The big event, the loss of a young life, occurs early in the movie. Viewers observe the grief of parents (especially that of the mother) at the sudden death of their young adult son. At this point the Job quote is illustrated by a panoramic dramatization of the creation of the universe and the beginning of life in answer to the mother’s whispered questions to God, “Lord, why? Where were you? Did you know what happened? Do you care?”

Between this event and the gradual acceptance of the death of a family member, the movie explores (in flashbacks) the life of a family, and the emotions within that small circle of people trying to make sense of life and spirituality, in a cosmos that often seems senseless and ruled by nature not by grace. The adolescent main character Jack at one point echoes the Apostle Paul when he kicks at objects in an abandoned house, muttering: “What I want to do, I can’t do. I do what I hate.”

The story takes place in Texas in the 1950s. Jessica Chastain plays the part of Mrs. O’Brien. The opening scenes picture her as a little girl and shortly thereafter as young woman receptive to the beauty in the world around her, embracing life and all it has to offer. “The nuns taught me that there are two ways through life, the way of nature and the way of grace. You have to choose which one you follow,” she says.

“Grace doesn’t try to please itself; accepts being slighted, forgotten, disliked; accepts insults and injuries. Nature only wants to please itself — gets others to please it too — likes to Lord it over them — to have its own way. It finds reason to be unhappy when all the world is shining around it — and love is smiling through.”

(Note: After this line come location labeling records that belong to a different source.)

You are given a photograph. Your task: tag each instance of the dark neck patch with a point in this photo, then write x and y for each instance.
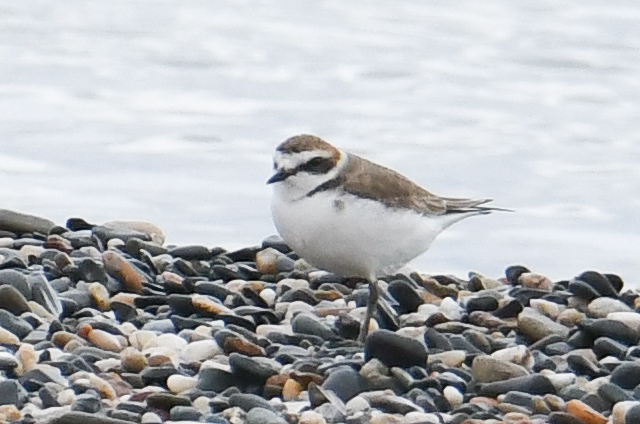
(327, 185)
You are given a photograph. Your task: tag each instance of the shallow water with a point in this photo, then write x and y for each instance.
(168, 112)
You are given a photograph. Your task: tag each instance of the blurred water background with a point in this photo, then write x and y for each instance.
(168, 111)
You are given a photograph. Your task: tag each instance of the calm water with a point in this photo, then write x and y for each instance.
(168, 111)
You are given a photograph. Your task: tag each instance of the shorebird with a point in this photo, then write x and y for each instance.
(355, 218)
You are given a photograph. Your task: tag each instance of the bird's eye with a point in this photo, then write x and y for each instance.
(318, 165)
(315, 162)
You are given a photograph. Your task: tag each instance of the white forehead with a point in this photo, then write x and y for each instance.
(289, 160)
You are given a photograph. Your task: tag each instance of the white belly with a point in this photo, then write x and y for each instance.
(356, 238)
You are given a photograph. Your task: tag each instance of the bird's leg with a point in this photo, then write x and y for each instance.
(372, 302)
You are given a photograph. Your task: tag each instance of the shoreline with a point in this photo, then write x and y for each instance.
(105, 324)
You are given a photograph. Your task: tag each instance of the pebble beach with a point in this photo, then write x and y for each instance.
(107, 323)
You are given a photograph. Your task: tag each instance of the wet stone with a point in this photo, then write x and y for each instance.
(406, 296)
(16, 279)
(13, 301)
(533, 384)
(613, 329)
(307, 324)
(21, 223)
(185, 413)
(166, 401)
(86, 403)
(12, 393)
(394, 350)
(264, 416)
(247, 402)
(345, 382)
(626, 375)
(14, 324)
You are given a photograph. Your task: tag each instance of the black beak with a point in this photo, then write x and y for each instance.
(281, 175)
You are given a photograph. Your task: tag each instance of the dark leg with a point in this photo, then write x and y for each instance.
(371, 308)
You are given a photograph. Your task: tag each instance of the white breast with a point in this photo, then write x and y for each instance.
(351, 236)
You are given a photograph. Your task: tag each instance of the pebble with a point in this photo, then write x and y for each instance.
(13, 301)
(150, 333)
(603, 306)
(394, 350)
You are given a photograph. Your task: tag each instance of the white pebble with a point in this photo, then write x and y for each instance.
(453, 396)
(179, 383)
(269, 296)
(200, 350)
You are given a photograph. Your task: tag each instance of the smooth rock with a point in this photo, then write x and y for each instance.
(259, 415)
(585, 412)
(17, 280)
(487, 369)
(536, 326)
(394, 350)
(20, 223)
(603, 306)
(13, 301)
(345, 382)
(626, 375)
(77, 417)
(44, 294)
(118, 267)
(14, 324)
(12, 393)
(307, 324)
(533, 384)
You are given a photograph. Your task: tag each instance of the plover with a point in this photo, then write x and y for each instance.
(352, 217)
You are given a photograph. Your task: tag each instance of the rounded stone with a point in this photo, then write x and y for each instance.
(307, 324)
(263, 416)
(179, 383)
(533, 384)
(407, 296)
(482, 303)
(166, 401)
(584, 412)
(535, 281)
(536, 326)
(487, 369)
(626, 375)
(599, 282)
(13, 301)
(118, 267)
(613, 329)
(394, 350)
(248, 401)
(185, 413)
(311, 417)
(16, 279)
(200, 351)
(14, 324)
(86, 403)
(345, 383)
(20, 223)
(12, 393)
(603, 306)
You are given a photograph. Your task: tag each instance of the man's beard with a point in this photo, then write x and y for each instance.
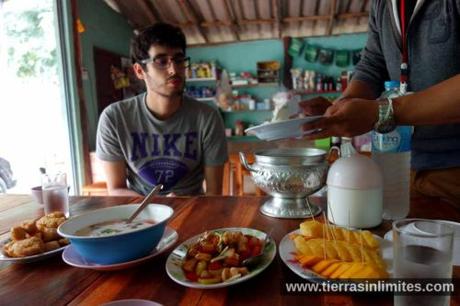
(157, 88)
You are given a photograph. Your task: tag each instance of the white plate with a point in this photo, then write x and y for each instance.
(287, 250)
(456, 247)
(27, 259)
(281, 129)
(71, 257)
(176, 258)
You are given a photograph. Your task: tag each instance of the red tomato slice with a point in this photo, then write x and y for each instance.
(191, 276)
(256, 250)
(215, 265)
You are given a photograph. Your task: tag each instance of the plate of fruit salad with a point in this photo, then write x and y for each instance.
(214, 259)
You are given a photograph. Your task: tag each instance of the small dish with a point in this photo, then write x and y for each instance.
(71, 257)
(27, 259)
(176, 258)
(282, 129)
(287, 249)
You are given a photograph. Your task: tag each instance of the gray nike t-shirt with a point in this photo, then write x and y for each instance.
(172, 152)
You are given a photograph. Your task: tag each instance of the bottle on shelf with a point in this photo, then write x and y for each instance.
(392, 152)
(334, 151)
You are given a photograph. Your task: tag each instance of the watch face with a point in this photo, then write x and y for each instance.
(386, 121)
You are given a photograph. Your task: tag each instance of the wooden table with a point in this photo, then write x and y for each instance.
(52, 282)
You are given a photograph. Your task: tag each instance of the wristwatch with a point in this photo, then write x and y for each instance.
(386, 122)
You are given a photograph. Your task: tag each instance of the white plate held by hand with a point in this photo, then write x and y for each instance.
(282, 129)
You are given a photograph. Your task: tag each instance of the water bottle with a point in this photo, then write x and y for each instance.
(391, 151)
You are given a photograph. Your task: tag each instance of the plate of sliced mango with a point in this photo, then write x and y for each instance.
(318, 251)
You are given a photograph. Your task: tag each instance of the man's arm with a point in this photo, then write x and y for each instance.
(115, 172)
(438, 104)
(213, 176)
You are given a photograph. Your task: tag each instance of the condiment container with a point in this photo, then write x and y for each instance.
(355, 192)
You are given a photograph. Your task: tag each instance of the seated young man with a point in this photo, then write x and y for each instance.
(161, 136)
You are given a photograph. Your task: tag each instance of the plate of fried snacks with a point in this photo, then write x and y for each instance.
(71, 257)
(214, 259)
(319, 251)
(34, 240)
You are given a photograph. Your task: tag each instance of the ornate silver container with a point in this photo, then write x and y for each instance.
(289, 175)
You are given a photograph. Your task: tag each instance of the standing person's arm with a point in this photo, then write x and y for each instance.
(214, 177)
(439, 104)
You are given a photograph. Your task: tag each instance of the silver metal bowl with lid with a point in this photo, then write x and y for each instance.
(289, 175)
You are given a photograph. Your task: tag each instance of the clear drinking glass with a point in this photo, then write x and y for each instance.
(55, 193)
(422, 250)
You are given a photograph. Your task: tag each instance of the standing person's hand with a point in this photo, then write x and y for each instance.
(315, 107)
(347, 117)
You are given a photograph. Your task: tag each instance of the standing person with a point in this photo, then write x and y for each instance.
(417, 42)
(161, 136)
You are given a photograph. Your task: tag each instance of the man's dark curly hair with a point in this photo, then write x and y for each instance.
(162, 34)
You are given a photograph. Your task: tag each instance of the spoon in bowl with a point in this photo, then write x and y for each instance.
(145, 202)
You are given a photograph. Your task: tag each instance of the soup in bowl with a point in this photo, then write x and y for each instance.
(103, 236)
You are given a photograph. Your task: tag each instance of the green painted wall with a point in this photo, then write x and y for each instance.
(106, 29)
(238, 57)
(338, 42)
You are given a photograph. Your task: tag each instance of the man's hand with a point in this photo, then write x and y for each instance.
(315, 107)
(347, 117)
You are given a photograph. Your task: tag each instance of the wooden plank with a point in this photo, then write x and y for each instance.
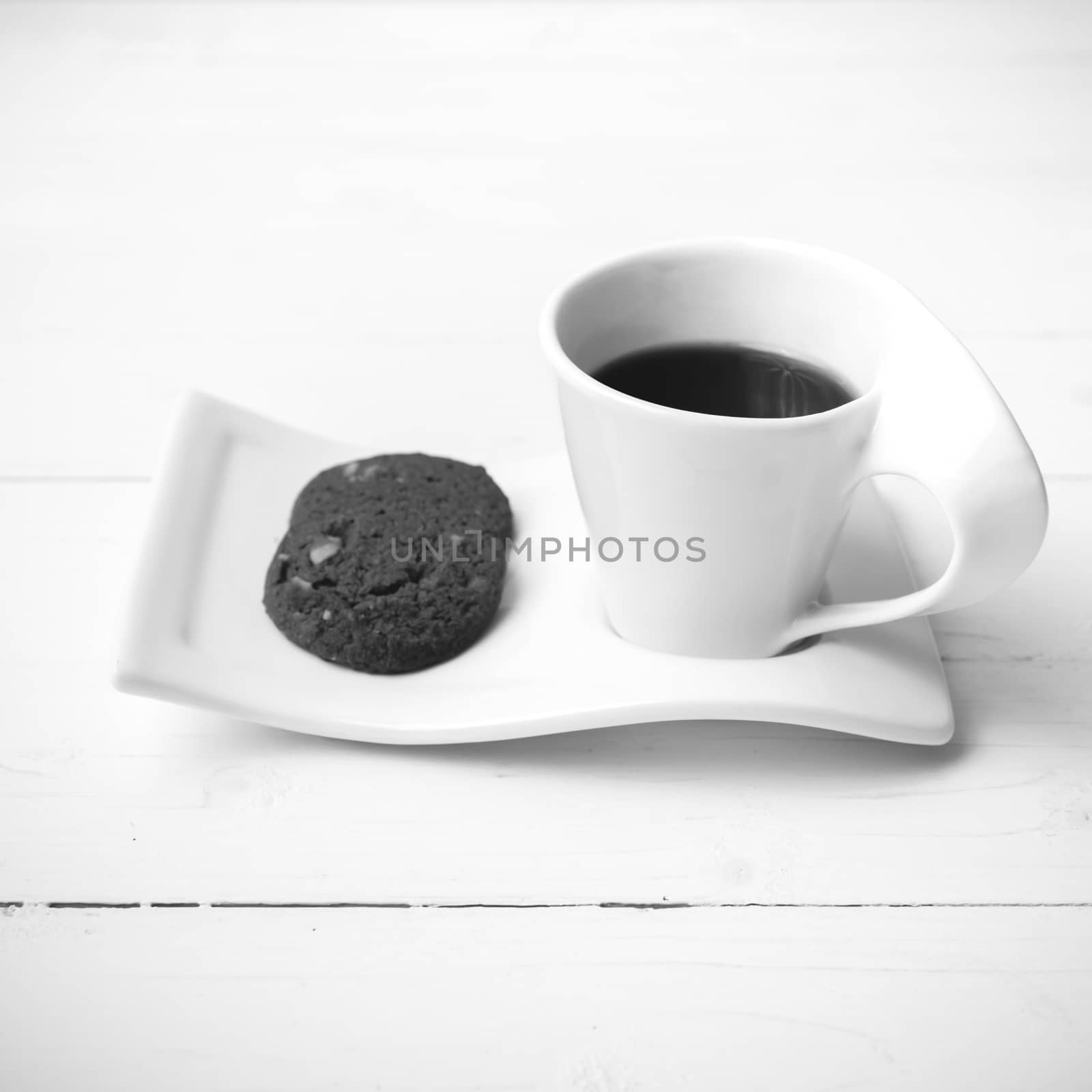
(584, 1001)
(336, 214)
(115, 799)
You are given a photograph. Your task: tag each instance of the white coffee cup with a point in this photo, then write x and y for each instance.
(768, 496)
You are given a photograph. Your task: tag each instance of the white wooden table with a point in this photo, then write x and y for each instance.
(332, 212)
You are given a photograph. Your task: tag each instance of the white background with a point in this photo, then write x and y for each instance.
(347, 216)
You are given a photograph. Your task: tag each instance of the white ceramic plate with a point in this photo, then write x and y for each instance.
(195, 631)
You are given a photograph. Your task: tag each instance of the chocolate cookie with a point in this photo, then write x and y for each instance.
(391, 564)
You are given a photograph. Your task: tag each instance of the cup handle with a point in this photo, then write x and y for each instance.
(960, 442)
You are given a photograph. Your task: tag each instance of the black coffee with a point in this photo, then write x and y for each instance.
(724, 379)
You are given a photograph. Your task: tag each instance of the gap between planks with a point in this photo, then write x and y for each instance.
(18, 904)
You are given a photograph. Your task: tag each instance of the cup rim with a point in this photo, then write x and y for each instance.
(568, 371)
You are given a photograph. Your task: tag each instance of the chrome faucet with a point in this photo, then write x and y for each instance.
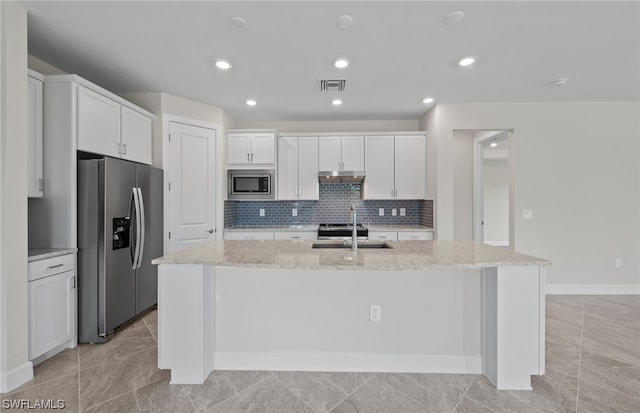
(354, 232)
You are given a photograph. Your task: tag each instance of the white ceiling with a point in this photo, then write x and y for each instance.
(400, 52)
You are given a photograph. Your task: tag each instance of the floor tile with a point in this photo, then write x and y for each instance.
(439, 392)
(123, 344)
(267, 396)
(221, 385)
(159, 397)
(596, 399)
(108, 380)
(611, 374)
(61, 392)
(375, 396)
(322, 390)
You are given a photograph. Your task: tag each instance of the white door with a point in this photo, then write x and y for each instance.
(410, 171)
(379, 163)
(190, 185)
(353, 153)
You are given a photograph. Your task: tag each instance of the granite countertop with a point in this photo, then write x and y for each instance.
(37, 254)
(405, 255)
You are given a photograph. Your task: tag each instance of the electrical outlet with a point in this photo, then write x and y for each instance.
(375, 313)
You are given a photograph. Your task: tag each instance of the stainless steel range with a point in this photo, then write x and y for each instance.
(342, 232)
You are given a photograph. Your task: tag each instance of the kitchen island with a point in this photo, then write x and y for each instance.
(447, 306)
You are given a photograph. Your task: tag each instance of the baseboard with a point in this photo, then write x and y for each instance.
(356, 362)
(592, 289)
(16, 377)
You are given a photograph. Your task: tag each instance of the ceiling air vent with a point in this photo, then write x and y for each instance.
(336, 85)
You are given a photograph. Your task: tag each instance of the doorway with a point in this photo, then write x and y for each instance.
(492, 188)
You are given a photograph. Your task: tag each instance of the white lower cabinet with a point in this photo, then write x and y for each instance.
(52, 306)
(248, 235)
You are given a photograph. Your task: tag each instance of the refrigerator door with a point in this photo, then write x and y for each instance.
(117, 299)
(150, 183)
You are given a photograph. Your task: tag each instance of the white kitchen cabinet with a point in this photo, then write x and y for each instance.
(52, 306)
(395, 167)
(34, 137)
(248, 235)
(341, 153)
(251, 148)
(295, 235)
(107, 127)
(415, 235)
(298, 168)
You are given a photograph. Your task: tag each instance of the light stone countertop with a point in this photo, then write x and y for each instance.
(37, 254)
(405, 255)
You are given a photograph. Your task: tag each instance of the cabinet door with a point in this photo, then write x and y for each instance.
(52, 308)
(353, 153)
(308, 185)
(34, 142)
(288, 168)
(410, 179)
(238, 148)
(263, 148)
(136, 136)
(98, 123)
(379, 162)
(329, 158)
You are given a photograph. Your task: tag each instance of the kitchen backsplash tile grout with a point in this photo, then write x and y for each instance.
(333, 207)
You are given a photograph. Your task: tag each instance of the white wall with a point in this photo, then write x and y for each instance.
(576, 165)
(333, 126)
(496, 200)
(13, 195)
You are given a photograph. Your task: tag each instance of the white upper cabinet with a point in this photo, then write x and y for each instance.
(298, 168)
(136, 136)
(251, 148)
(34, 142)
(341, 153)
(107, 127)
(395, 167)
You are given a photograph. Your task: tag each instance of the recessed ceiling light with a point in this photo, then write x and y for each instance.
(341, 63)
(467, 61)
(454, 17)
(239, 23)
(223, 64)
(344, 21)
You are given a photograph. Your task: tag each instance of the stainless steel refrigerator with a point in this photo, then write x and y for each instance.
(119, 233)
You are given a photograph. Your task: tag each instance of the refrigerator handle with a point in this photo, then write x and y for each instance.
(141, 218)
(136, 254)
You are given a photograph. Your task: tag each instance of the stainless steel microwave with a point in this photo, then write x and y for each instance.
(251, 184)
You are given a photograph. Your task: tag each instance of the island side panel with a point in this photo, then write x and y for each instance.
(514, 316)
(186, 322)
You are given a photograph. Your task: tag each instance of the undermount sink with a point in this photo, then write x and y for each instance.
(361, 245)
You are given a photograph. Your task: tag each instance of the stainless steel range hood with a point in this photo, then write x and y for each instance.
(345, 177)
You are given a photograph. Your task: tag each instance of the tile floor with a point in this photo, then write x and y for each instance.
(593, 365)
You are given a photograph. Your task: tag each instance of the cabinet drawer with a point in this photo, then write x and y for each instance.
(418, 235)
(382, 236)
(295, 235)
(50, 266)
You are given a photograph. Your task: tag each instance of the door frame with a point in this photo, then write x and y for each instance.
(478, 183)
(219, 179)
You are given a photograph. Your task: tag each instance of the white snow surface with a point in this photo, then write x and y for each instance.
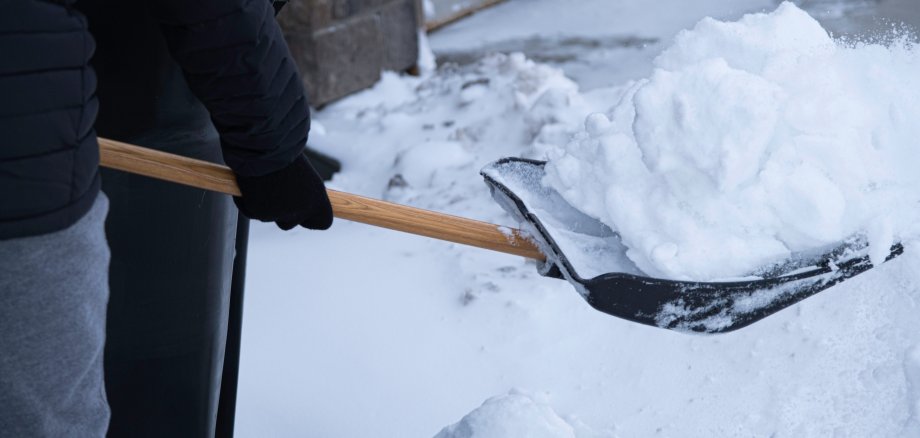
(751, 141)
(359, 331)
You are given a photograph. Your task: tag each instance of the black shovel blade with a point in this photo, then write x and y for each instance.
(701, 307)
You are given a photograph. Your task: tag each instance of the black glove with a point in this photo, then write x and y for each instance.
(289, 197)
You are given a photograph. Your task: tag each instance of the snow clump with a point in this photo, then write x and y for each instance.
(751, 141)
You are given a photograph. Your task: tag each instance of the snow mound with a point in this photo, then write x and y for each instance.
(751, 141)
(514, 415)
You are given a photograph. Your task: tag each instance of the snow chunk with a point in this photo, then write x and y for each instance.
(750, 142)
(514, 414)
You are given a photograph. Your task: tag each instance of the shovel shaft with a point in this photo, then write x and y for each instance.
(218, 178)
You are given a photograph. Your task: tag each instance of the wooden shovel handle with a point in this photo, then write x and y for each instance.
(218, 178)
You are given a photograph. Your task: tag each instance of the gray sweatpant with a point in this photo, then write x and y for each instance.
(53, 296)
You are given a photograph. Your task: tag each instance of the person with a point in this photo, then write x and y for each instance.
(210, 79)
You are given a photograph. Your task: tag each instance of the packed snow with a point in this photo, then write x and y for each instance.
(359, 331)
(751, 141)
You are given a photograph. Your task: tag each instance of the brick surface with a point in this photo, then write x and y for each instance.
(341, 46)
(401, 46)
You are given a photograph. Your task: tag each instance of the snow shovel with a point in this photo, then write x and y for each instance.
(701, 307)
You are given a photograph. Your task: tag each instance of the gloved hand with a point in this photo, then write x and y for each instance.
(294, 195)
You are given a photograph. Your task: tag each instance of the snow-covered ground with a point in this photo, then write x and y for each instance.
(364, 332)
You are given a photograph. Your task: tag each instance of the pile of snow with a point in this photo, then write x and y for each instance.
(515, 414)
(360, 331)
(751, 141)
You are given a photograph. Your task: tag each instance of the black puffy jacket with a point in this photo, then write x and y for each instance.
(232, 55)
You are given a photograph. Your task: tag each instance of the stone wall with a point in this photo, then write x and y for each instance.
(341, 46)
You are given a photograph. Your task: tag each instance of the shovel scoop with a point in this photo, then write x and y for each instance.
(589, 255)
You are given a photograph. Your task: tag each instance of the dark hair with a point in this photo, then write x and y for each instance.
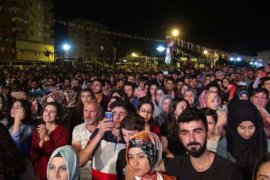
(120, 104)
(210, 112)
(267, 78)
(27, 110)
(58, 110)
(87, 90)
(259, 90)
(132, 122)
(145, 101)
(172, 121)
(169, 79)
(130, 84)
(264, 158)
(148, 93)
(193, 114)
(12, 161)
(121, 93)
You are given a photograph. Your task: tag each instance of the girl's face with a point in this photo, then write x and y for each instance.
(146, 112)
(159, 93)
(138, 161)
(17, 106)
(49, 114)
(127, 134)
(211, 125)
(263, 172)
(179, 108)
(183, 89)
(213, 101)
(57, 169)
(85, 96)
(225, 83)
(153, 90)
(246, 129)
(166, 105)
(189, 96)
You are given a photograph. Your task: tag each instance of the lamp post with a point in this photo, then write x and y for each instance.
(66, 48)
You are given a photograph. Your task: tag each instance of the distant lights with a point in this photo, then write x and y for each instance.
(161, 48)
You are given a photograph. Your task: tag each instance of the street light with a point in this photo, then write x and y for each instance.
(175, 32)
(66, 47)
(161, 48)
(134, 54)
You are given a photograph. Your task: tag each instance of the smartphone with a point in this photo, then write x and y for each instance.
(108, 117)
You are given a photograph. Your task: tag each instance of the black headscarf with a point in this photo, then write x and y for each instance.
(245, 151)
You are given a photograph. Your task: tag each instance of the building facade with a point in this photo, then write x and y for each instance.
(26, 31)
(89, 41)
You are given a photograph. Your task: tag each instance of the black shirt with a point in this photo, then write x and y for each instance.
(174, 144)
(220, 169)
(121, 164)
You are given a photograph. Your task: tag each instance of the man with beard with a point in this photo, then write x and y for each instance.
(198, 163)
(81, 133)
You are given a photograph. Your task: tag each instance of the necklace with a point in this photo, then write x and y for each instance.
(204, 166)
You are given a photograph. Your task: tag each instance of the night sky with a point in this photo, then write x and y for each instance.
(234, 26)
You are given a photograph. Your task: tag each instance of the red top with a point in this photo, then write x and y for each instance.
(40, 155)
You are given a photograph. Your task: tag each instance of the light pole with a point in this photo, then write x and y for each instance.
(66, 48)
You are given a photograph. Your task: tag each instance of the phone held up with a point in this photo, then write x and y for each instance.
(108, 116)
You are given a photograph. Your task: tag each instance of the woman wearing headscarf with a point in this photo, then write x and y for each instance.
(164, 108)
(245, 140)
(144, 152)
(63, 164)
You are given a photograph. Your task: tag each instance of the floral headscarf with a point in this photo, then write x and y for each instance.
(150, 145)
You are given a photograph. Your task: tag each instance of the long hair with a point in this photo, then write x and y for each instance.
(172, 121)
(12, 161)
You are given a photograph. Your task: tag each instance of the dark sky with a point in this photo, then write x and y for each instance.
(234, 26)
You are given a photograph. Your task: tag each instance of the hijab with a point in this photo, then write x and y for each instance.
(245, 151)
(71, 160)
(150, 145)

It’s obvious Mrs. O’Brien has chosen the way of grace. Following a butterfly until it lands lightly on her finger, moving gracefully behind gauze curtains, actually floating upward at one point, as if suspended from an invisible string — she is all about freedom and light.

Her husband, portrayed by Brad Pitt, is short-tempered and frustrated, competitive and envious of others who are wealthier. He has definitely chosen to follow nature. Musically gifted and resentful that he has not pursued his talents, he often makes life difficult for his wife and his three sons, especially the eldest son, Jack (Hunter McCracken and Sean Penn). He advises the adolescent Jack not to grow up to be like him, but to pursue success. “It takes fierce will to get ahead in this world,” O’Brien tells Jack.

Jack does grow up to be a prominent but unhappy architect. The way of nature and the way of grace struggle within him. “Father, mother, always you wrestle inside me, always you will,” whispers a voiceover. At the outset, the movie shows him as an adult in a telephone conversation with his father. The tragic event in his family haunts him, and he tells his father that there isn’t a day that goes by in which he doesn’t think of it. The movie then flashes back to his childhood and adolescence.

Mrs. O’Brien’s struggle with grief is very real and very cathartic for those who are grieving the loss of a loved one. After a long period of mourning, she is able to release her son and says in a whispered voiceover, “I give him to you, I give you my son. I leave it all in your hands.” The way of grace is to choose to accept the mystery, to live with the questions, and to be grateful. Her place of loss and her own emptiness becomes a place in which she meets God.

(Spoilers to follow) In a final scene, Jack’s whole family appears before him in a vision of a joyful reunion. He sees his deceased brother again, and together the family releases his soul to another spiritual level.

Director Terrence Malick spent many years writing this family drama. Having lost a brother to suicide, he writes from his own experience.

Elfrieda Neufeld Schroeder attends Jubilee Mennonite Church, Winnipeg.